24
- Country: Slovakia
- Broadcast area: Slovakia, Czech Republic, Poland, Hungary, Austria, Denmark, Netherlands and Italy
- Headquarters: Bratislava

Programming
- Language: Slovak
- Picture format: 1080i HDTV

Ownership
- Owner: STVR (Slovenská televízia a rozhlas)
- Sister channels: Jednotka; Dvojka; Šport;

History
- Launched: 28 February 2022; 4 years ago

Links
- Website: stvr.sk

Availability

Streaming media
- RTVS.sk: Watch live (Slovak only)

= 24 (Slovak TV channel) =

Slovak news channel

24 is a Slovak news channel owned and operated by STVR, Slovakia's state-funded public broadcaster.

==History==
The channel was created in response to RTVS's allegations in being the last among the Slovak media outlets to cover the start of the Russian invasion of Ukraine, putting its role as a public institution in jeopardy. The commercial channels (Markíza, Joj and TA3) were the first to cover the outbreak of the war, at 6am, while RTVS's channels only covered at around 7:30am. By 6pm, Jednotka was not airing rolling news of the conflict, without adding a mere text bar to deliver basic information. This prompted the corporation to announce over the weekend that 24 would start broadcasts on 28 February, and would become the second Slovak news channel, pushing its launch less than two years in advance, as it was initially scheduled for autumn 2023.

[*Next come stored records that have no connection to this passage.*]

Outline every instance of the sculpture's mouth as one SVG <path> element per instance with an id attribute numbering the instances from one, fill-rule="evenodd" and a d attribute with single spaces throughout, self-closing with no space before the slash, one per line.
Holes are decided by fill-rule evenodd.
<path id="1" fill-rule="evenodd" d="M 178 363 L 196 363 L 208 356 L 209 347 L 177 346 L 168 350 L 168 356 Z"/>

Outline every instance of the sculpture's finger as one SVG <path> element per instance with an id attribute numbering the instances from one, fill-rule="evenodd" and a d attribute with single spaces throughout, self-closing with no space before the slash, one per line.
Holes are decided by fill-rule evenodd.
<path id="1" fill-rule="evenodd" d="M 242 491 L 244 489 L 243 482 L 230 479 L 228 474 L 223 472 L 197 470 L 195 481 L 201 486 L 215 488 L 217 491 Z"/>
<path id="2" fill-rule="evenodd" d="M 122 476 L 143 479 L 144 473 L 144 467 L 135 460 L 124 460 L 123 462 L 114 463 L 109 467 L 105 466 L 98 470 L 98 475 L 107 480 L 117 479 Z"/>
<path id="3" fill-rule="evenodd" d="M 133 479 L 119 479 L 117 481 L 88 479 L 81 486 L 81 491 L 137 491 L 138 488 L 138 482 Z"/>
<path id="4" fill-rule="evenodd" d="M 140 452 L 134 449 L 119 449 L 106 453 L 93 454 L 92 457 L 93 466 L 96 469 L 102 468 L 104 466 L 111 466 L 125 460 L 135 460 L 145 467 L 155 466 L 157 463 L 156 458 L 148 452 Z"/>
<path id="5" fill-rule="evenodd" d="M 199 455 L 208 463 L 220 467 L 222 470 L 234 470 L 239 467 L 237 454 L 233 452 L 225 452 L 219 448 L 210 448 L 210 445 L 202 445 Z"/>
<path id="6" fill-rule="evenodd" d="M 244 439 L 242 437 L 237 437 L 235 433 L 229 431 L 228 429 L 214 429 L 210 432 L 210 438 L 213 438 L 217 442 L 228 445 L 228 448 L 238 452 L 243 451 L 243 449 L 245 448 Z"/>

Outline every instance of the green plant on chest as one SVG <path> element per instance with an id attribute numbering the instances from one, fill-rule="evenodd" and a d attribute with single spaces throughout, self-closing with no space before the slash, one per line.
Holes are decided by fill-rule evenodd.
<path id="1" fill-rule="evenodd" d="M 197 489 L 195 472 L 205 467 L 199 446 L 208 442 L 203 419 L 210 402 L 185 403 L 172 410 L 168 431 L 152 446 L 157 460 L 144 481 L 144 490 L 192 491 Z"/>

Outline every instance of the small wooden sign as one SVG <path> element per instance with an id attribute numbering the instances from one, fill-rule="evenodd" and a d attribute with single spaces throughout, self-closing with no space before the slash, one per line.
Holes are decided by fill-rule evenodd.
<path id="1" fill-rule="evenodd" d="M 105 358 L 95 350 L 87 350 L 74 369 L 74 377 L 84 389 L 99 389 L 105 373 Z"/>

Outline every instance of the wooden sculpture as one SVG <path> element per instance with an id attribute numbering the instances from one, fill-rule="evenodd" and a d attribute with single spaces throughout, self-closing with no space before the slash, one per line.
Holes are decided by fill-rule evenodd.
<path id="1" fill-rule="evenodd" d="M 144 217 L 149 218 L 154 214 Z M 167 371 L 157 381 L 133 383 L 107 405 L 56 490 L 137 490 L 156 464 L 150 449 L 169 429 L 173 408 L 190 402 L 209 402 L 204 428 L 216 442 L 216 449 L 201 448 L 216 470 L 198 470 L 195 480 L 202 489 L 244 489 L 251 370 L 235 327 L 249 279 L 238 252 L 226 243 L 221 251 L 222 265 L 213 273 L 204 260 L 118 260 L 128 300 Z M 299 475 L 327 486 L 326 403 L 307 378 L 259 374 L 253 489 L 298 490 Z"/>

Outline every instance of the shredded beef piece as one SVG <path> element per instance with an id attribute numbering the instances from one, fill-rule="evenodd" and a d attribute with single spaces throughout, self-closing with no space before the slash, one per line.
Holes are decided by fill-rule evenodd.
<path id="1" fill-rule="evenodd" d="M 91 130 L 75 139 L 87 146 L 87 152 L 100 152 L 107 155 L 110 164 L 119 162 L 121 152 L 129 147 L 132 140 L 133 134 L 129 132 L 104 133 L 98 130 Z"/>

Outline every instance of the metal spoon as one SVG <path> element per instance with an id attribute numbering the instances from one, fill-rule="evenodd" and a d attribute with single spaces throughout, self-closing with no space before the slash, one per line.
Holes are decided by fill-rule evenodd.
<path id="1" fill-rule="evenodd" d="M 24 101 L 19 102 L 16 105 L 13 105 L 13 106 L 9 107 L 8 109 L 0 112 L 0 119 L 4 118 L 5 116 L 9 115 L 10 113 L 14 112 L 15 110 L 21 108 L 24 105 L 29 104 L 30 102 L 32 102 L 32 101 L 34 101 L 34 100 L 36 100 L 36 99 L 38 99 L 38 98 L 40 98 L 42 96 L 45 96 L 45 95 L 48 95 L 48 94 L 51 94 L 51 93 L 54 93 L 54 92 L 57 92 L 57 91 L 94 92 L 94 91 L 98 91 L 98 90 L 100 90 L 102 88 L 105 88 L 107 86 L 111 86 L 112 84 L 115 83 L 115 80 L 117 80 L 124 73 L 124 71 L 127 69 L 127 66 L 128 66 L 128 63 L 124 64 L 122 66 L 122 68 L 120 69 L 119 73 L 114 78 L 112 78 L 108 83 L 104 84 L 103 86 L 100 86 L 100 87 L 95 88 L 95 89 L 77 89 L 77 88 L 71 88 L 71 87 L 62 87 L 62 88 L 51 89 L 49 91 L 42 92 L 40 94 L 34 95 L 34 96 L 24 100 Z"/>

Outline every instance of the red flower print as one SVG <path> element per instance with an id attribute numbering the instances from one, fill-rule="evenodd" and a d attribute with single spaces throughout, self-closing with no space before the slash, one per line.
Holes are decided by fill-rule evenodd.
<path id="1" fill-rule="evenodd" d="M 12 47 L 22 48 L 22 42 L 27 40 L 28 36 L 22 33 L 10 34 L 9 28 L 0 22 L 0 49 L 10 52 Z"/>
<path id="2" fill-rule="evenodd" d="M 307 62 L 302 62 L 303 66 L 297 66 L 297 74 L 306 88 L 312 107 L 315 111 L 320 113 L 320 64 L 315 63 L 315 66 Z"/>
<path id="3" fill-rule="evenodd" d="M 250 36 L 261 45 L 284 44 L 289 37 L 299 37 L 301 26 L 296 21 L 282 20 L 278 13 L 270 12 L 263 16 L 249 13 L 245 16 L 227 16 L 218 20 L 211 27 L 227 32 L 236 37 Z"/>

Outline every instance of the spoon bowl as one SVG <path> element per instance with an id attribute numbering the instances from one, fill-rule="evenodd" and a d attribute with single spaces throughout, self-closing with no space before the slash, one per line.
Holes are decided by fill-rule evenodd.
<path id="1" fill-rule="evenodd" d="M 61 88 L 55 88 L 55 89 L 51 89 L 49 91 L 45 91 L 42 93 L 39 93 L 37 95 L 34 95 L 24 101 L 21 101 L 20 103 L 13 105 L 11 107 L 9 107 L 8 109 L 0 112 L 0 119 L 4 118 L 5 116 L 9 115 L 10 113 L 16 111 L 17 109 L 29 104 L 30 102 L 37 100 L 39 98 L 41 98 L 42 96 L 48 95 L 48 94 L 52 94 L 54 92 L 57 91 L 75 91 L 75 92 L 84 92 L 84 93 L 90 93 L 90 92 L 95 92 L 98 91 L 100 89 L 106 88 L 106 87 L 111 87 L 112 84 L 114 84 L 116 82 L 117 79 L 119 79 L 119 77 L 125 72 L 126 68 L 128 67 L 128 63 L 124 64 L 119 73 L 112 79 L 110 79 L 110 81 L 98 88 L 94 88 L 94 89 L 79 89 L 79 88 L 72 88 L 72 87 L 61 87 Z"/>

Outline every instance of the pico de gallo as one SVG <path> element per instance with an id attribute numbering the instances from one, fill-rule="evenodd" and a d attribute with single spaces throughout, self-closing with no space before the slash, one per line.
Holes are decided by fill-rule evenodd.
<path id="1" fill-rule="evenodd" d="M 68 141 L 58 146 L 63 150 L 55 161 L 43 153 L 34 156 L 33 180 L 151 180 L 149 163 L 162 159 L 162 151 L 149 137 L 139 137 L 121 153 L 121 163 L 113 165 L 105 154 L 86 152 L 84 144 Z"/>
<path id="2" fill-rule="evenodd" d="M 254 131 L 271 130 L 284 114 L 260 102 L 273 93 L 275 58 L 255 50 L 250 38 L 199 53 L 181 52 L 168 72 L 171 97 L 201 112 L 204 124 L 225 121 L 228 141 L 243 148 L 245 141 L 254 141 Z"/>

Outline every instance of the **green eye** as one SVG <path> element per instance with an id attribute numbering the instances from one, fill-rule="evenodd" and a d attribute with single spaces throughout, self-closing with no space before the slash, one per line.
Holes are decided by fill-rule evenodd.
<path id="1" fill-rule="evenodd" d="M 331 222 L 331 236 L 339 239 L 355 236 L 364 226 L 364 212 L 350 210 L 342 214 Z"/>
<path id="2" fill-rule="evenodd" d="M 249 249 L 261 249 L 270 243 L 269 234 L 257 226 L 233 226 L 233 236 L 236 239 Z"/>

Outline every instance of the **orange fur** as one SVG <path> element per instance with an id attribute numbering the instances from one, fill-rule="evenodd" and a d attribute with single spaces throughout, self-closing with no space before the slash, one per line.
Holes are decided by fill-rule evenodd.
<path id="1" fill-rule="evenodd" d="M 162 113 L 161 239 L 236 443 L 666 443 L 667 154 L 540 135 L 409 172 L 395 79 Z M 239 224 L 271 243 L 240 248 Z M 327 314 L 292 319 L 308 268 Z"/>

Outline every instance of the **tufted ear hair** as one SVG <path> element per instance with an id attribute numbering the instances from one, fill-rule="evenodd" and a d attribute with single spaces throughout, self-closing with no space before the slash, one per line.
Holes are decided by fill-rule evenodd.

The channel started broadcasting at 6am on 28 February 2022, using Trojka's channel capacity, initially for a two-week period. Given that the launch was hurried as a result of the war, it did not prepare its own graphics due to lack of time. The classic Jednotka newscasts (7:30am, 12pm, 4pm and 7pm) were shown in simulcast with the main channel; content also included Dvojka's newscasts in minority languages, including the Hungarian service. However, due to the development of the war, RTVS changed its plans and made 24 definitive, becoming its fifth channel, enabling Trojka to resume its normal operations. For this end, a permanent license was requested in late March. This development also influenced Joj to launch its Joj 24 channel, which had its trademark registered in 2017. With Trojka's closure on 1 December 2022, it became the third channel.